Mohon tunggu...
Mochamad Iqbal
Mochamad Iqbal Mohon Tunggu... Guru - Penulis | Pengajar | Penikmat Film

Nominasi Best in Fiction 2023, senang membaca buku-buku filsafat. | Penulis Novel Aku Ustadz Matote | Penulis Antologi Cerpen Isnin di Tanah Jawa. | Menulis adalah cara untuk mengabadikan pikiran, dan membiarkannya hidup selamanya.|

Selanjutnya

Tutup

Horor Pilihan

Perjanjian Keramat, Xieshu

20 Mei 2024   14:21 Diperbarui: 20 Mei 2024   14:59 157
+
Laporkan Konten
Laporkan Akun
Kompasiana adalah platform blog.
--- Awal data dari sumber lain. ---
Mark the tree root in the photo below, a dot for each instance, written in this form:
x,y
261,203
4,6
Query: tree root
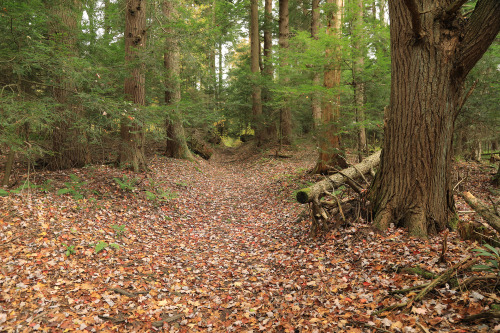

Konten ini menjadi tanggung jawab bloger dan tidak mewakili pandangan redaksi Kompas.
Lihat foto
sumber gambar oleh Sandra Peng dari pexel.com

Malam itu benar-benar mencekam. Langit diselimuti awan gelap yang berat, nampaknya mereka sedang menahan napas dalam kesunyian yang menakutkan. Angin berhembus pelan, membawa bisikan-bisikan yang terdengar seperti rintihan roh-roh yang gelisah. Di jalan-jalan sempit itu, bayang-bayang panjang dari lampion merah bergoyang pelan, menciptakan tarian yang mengerikan di antara bayangan dinding-dinding bangunan tua.
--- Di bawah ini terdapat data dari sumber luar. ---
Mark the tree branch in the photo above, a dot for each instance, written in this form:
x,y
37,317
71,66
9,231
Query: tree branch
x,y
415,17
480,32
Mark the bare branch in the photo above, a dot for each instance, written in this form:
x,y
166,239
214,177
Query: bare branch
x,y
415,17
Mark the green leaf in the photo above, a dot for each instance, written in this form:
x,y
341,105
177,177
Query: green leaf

Di sebuah rumah kayu yang sudah reyot, seorang wanita tua duduk di depan altar, wajahnya diterangi oleh cahaya lilin yang berkedip-kedip. Di atas altar yang dikenal sebagai "Shen tai," meja untuk sembahyang, berbagai persembahan telah disiapkan: buah-buahan, bunga, dan dupa yang terbakar perlahan, menyebarkan aroma menenangkan yang menyelimuti ruangan. Bibir wanita itu bergetar, mengucapkan mantra kuno dalam bahasa Tionghoa yang penuh dengan kekuatan dan misteri.

"Nan wu Amituofo, she wo zui nie, hu wo ping an" [1]

Tiba-tiba, suara langkah kaki terdengar dari lorong di belakang rumah, langkah itu berat dan lambat, seperti milik seseorang yang menanggung beban dunia di pundaknya, langkah itu membuat rumah kayu itu berteriak dalam deritan susuan lantai kayu yang reyot. Wanita tua itu berhenti berdoa, matanya menyipit, tiba-tiba tubuhnya menegang. Ia tahu, sosok yang mendekat bukanlah manusia.

Pintu lorong terbuka dengan derit yang menyayat telinga, dan bayangan gelap muncul di ambang pintu. Udara seketika menjadi dingin, napas wanita itu berembun di depan wajahnya. Sosok itu melangkah maju, memperlihatkan tubuhnya yang kurus dengan mata merah menyala yang memancarkan kebencian abadi.

"Wen," suara serak dan dalam memanggil nama wanita itu, suara berat itu terdengar seperti berasal dari kedalaman bumi. "Kau belum menyelesaikan janji kita."

Wen menggigil, kenangan akan perjanjian terkutuk yang dibuatnya bertahun-tahun lalu kembali menghantuinya. Ia mengira bahwa waktu telah menghapus hutang yang harus dibayarnya, namun malam ini, roh itu kembali menuntut haknya. Api lilin tiba-tiba padam, ruangan menjadi sangat gelap gulita. Di dalam kegelapan itu, Wen merasakan tangan dingin mencengkeram bahunya, menariknya perlahan ke dalam bayangan abadi.

Wen berusaha melawan, tapi kekuatan roh itu terlalu besar. Ia terhuyung-huyung mundur, mencoba menarik diri dari cengkeraman yang mengerikan itu. Bibirnya kembali bergetar, mengucapkan mantra yang pernah diajarkan oleh gurunya bertahun-tahun yang lalu.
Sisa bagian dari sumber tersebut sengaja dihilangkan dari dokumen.